Food for thought questions, Cell Cycle, Viruses and Cancer:
1. The cdc2 gene was first identified by a mutation obtained in the yeast, S. pombe. Mammals have a closely homologous gene to cdc2. Could the role of cdc2 be studied by making "knock-out" mice lacking a functional cdc2 gene and, if so, how?
2. During the early cleavage stages of embryonic growth in animals, cell growth is minimal but mitosis is very rapid. What synthetic activities must be especially high during this period?
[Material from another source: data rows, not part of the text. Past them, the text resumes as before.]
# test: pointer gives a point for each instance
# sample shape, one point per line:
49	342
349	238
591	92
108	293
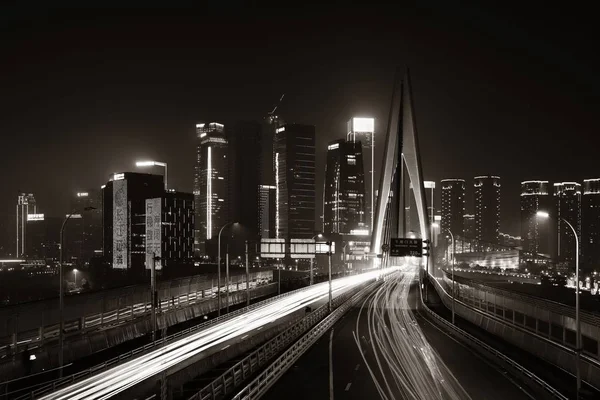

3. Proto-oncogenes can do damage to an organism by mutating to the cancerous (oncogenic) state and often causing lethal disease. Why have they not been eliminated from the genome by the process of evolution which selects against
4. Almost all virologists agree that HIV is the causative agent of AIDS; however a small group of people feel this remains unproven. What factors about the biology of HIV and AIDS might make it difficult to provide absolute scientific resolution of this issue?